Scale-Out File Systems FAQ

On February 28th, the SNIA Networking Storage Forum (NSF) took at look at what’s happening in Scale-Out File Systems. We discussed general principles, design considerations, challenges, benchmarks and more. If you missed the live webcast, it’s now available on-demand. We did not have time to answer all the questions we received at the live event, so here are answers to them all.

Q. Can scale-out file systems do Erasure coding?

A. Indeed, Erasure coding is a common method to improve resilience.

Q. How does one address the problem of a specific disk going down? Where does scale-out architecture provide redundancy?

A. Disk failures typically are covered by RAID software. Some of scale-out software also use multiple replicators to mitigate the impact of disk failures.

Q. Are there use cases where a hybrid of these two styles is needed?

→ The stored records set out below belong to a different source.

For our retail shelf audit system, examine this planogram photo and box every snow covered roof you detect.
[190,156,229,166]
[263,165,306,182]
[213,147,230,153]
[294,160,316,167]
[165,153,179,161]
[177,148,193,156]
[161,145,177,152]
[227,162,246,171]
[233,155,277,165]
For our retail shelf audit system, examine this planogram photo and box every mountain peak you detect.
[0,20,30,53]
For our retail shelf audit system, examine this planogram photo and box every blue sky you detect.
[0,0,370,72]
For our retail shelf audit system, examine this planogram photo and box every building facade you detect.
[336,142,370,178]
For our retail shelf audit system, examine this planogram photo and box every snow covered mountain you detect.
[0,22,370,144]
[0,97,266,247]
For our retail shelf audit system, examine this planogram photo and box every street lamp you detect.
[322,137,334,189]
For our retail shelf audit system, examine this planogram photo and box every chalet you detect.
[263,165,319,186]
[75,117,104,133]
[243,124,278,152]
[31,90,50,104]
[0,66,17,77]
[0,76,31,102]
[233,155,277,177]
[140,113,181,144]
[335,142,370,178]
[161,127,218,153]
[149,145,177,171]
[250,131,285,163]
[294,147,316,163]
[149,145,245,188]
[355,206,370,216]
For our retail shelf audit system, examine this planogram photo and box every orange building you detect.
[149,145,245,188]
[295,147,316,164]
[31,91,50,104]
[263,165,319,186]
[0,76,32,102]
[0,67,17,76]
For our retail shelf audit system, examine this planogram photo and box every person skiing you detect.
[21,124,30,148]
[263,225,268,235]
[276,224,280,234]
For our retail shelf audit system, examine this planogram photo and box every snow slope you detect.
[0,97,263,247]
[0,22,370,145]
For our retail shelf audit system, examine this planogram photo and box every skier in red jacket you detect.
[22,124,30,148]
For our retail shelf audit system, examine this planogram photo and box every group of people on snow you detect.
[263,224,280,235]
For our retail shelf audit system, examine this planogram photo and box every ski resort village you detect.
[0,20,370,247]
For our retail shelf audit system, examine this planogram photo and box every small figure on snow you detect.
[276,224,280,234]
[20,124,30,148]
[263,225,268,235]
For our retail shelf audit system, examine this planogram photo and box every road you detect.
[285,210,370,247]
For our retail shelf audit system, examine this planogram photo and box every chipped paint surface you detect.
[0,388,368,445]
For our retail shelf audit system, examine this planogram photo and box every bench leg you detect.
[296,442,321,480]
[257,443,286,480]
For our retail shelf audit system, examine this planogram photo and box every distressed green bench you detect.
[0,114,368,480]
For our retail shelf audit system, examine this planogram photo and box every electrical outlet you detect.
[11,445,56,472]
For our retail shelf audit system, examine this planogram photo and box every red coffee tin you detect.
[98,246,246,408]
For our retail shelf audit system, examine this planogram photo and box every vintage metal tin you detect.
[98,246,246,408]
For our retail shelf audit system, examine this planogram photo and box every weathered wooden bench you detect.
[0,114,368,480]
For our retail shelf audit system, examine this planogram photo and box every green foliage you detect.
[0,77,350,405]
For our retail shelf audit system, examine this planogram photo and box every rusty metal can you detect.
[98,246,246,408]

A. Yes, for example, in some environments, the foundation layer might be using the dedicated storage server to form the large storage pool, which is the 1st style, and then export LUNs or virtual disks to the compute nodes (either physical or virtual) to run the applications, which is the 2nd style.

Q. Which scale-out file systems present on windows, Linux platforms?

A.   Some of  the scale-out file systems provide  native client software across multiple  platforms. Another approach is to use Samba to build SMB  gateways to make the  scale-out file system  available to Windows computers.

Q. Is Amazon elastic file system (EFS) on AWS scale-out file systems?

A. Please see:

https://docs.aws.amazon.com/efs/latest/ug/performance.html

“Amazon EFS file systems are distributed across an unconstrained number of storage servers, enabling file systems to grow elastically to petabyte scale and allowing massively parallel access from Amazon EC2 instances to your data. The distributed design of Amazon EFS avoids the bottlenecks and constraints inherent to traditional file servers.”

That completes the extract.